1. Plant functional traits impact the fitness and environmental niche of plants. Major plant functional types have been characterized by their trait spectrum, and the environmental and phylogenetic imprints on traits have advanced several ecological fields. Yet, very few trait data on epiphytes, which represent almost 10% of vascular plants, are available.
2. We collated 76,561 trait observations for 2,882 species of vascular epiphytes and compared these to non-epiphytic herbs and trees to test hypotheses related to how the epiphytic habit affects traits, and if epiphytes occupy a distinct region in the global trait space. We also compared variation in traits among major groups of epiphytes, and investigated the coordination of traits in epiphytes, ground-rooted herbs and trees.
3. Epiphytes differ from ground-rooted plants mainly in traits related to water relations. Unexpectedly, we did not find lower leaf nutrient concentrations, except for nitrogen. Mean photosynthetic rates are much lower than in ground-rooted plants and lower than expected from the nitrogen concentrations.

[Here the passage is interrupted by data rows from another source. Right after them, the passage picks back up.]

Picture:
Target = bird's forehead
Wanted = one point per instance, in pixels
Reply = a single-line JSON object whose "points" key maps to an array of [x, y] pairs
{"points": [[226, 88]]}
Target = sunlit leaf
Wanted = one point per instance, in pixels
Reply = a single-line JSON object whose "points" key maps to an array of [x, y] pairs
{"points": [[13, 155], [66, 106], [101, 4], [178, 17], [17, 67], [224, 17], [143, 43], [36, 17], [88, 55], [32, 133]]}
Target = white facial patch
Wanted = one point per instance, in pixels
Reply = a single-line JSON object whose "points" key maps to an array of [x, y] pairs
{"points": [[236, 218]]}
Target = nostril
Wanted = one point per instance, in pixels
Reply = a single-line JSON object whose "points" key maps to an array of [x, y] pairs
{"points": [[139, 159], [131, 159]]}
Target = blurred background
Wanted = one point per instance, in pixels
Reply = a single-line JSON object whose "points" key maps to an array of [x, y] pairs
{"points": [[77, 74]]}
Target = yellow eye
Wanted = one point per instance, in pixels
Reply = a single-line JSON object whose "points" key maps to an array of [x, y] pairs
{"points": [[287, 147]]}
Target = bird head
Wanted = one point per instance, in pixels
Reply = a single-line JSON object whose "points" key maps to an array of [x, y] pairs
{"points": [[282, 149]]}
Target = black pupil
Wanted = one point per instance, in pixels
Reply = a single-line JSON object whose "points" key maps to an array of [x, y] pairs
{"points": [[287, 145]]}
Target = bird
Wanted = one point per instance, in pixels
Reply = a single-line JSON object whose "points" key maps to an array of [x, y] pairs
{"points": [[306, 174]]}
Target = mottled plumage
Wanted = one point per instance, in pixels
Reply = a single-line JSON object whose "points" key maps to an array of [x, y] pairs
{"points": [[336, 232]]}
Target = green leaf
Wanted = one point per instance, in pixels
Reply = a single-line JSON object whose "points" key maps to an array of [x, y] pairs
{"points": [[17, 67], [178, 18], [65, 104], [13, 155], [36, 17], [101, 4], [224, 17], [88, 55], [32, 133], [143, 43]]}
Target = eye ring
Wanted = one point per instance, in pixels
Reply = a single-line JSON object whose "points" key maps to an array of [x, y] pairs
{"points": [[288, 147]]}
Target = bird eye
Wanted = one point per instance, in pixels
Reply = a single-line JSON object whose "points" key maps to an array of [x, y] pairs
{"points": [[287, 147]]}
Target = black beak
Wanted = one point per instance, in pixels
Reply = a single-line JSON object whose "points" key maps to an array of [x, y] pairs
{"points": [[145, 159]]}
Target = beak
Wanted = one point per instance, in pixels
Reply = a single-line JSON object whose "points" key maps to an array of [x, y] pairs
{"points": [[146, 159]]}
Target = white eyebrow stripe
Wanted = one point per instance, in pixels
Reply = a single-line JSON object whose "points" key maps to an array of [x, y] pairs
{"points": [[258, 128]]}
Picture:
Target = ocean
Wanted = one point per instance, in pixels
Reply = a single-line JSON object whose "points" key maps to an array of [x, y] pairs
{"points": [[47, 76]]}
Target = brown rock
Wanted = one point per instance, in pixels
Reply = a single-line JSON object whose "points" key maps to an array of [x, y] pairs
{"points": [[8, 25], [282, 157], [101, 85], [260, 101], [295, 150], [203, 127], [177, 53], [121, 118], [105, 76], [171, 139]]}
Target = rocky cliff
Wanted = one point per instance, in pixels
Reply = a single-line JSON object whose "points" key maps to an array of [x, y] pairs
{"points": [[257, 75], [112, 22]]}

Trait syndromes clearly distinguish epiphytes from trees and from most non-epiphytic herbs.
4. Among the three largest epiphytic taxa, orchids differ from bromeliads and ferns mainly by having smaller and more numerous stomata, while ferns differ from bromeliads by having thinner leaves, higher nutrient concentrations, and lower water content and water use efficiency.
5. Trait networks differ among epiphytes, herbs and trees. While all have central nodes represented by SLA and mass-based photosynthesis, in epiphytes, traits related to plant water relations have stronger connections, and nutrients other than potassium have weaker connections to the remainder of the trait network. Whereas stem-specific density reflects mechanical support related to plant size in herbs and trees, in epiphytes it mostly reflects water storage and scales with leaf water content.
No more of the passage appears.